PCNA is incomparably multifunctional, and its inhibition could thus cause promiscuous effects in regard to cell growth. However, the actual effect of T2AA treatment was not entirely cytotoxic (Fig. 4H). When cells are faced with DNA replication stress, they attempt to remove the stalled site by transiently inducing double strand breaks, in which BLM helicase, Mus81 endonuclease, and ATR kinase are needed (33). PCNA is dissociated from chromatin during this process (34), suggesting that replication forks are disassembled and therefore T2AA would no longer be effective. Replication stress induced by T2AA could become lethal when this process is inhibited, such as when co-administrating it with an ATR inhibitor.
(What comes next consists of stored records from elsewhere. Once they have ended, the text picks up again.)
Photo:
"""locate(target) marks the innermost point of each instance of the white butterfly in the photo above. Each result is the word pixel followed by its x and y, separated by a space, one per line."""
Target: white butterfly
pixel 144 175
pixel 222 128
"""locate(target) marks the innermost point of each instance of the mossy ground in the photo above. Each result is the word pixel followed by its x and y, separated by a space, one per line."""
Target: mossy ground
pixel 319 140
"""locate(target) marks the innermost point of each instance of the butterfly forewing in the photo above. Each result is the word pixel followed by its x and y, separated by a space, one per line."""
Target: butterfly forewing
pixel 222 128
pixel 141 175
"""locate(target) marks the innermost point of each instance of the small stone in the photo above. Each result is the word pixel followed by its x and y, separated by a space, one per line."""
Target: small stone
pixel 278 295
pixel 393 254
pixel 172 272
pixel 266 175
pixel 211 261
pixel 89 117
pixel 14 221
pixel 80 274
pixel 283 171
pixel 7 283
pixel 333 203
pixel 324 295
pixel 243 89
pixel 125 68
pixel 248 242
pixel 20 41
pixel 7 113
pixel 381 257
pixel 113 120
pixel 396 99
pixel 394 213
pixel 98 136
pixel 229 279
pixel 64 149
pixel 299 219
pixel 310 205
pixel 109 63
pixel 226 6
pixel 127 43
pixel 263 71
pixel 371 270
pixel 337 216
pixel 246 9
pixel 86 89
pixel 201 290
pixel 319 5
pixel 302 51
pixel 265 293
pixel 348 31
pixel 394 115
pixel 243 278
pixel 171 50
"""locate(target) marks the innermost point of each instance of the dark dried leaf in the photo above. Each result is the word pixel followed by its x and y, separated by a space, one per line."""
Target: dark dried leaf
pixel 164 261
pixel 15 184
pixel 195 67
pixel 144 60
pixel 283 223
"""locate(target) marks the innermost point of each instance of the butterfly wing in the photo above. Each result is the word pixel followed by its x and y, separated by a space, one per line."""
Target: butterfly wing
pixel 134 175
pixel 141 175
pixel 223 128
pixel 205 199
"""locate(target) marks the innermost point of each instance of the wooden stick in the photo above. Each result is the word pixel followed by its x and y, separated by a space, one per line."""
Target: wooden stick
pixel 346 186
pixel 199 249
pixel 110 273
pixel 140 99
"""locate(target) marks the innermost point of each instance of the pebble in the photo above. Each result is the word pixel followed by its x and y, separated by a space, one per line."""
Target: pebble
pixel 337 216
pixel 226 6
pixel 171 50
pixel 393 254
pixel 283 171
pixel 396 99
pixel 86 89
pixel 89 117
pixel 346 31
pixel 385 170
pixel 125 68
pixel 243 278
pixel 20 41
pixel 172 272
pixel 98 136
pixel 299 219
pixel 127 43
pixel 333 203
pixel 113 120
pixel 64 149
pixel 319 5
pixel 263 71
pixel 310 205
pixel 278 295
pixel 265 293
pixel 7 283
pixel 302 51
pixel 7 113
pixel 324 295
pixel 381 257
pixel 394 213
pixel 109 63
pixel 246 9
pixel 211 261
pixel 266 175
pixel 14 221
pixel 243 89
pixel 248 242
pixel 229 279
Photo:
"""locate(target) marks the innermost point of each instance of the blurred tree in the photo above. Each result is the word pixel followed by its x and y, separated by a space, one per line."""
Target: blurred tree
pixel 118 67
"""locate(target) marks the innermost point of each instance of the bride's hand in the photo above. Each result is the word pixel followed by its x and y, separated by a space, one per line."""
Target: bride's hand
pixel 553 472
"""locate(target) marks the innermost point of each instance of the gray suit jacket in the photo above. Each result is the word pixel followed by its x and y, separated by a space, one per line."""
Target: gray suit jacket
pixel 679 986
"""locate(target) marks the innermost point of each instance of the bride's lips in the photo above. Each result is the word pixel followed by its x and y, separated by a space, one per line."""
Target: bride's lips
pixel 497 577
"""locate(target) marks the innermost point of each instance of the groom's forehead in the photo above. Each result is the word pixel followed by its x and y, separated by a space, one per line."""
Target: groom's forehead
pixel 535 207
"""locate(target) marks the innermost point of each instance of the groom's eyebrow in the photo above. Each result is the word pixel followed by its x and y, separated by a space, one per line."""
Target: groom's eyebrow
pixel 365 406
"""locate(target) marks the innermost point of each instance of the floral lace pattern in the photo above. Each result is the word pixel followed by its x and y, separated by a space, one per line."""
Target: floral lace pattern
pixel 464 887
Mechanistically, PCNA inhibitors can be selective to replicating cells and valuable as long as they are cooperative with cytotoxic therapies. Induction of DNA stress in actively replicating cells generates many stalled replication forks where DNA is disassembled from nucleosomes. The formed linker DNA portion is unprotected from the histone core and could thus be liable against DNA damage inducers, such as cisplatin. In fact, cisplatin and other alkylation agents react with DNA preferentially in the linker portion rather than in the nucleosome region in vitro (35). T2AA could thus have sensitized cells for inducing cisplatin-mediated DNA damage (Fig. 7A). Another possible mechanism is that T2AA could also inhibit TLS that makes cells exempt from DNA damage, which was verified in the TLS inhibition (Fig. 6D). The majority of DNA damage induced by cisplatin is intrastrand cross-links that are not highly toxic to cells if they are allowed to be repaired (36). The γH2AX induction observed in cells co-treated by cisplatin and T2AA (Fig. 7A) could represent such cross-links. It was shown that cells are not expected to die unless they retain γH2AX foci 24 h after cisplatin treatment (37). Thus, investigating if T2AA also prevents cisplatin-induced DNA damage repair that is facilitated by PCNA (such as NER) and if T2AA stabilizes the γH2AX foci long enough could be valuable for validating lethality of cisplatin/T2AA co-treatment. This is very likely because T2AA inhibits interaction of PCNA and Polδ3 in chromatin (Fig. 3A), and both of them are absolutely essential in the late step of NER (gap-filling synthesis) (38). Actually, perturbation of this step reportedly induced γH2AX (39), which could be the mechanism of the γH2AX up-regulation by cisplatin/T2AA co-treatment.

Future Investigation

The PCNA-T3 co-crystal structure is useful to rationally design new leads with improved PCNA affinity. The observation that IDCL and the Asp⁴¹–Val⁴⁵ region of PCNA are specifically perturbed upon T2AA association (Fig. 2B) indicates that they are key interaction sites to dynamically adopt a small molecule. Lead optimization efforts under this hypothesis are ongoing to produce new compounds with higher PCNA affinity. Such compounds will be evaluated in animal tumor models for chemotherapy sensitization, which thus will validate a new strategy for sensitizing cancer cells to cisplatin treatment by targeting PCNA. T2AA could functionally inhibit other processes that PCNA coordinates, such as origin refiring (40), chromatin assembly (41), epigenetic inheritance (42) and sister chromatid cohesion (43, 44). Functional characterization of T2AA in these processes will elucidate their functional significance from the chemotherapeutic viewpoint.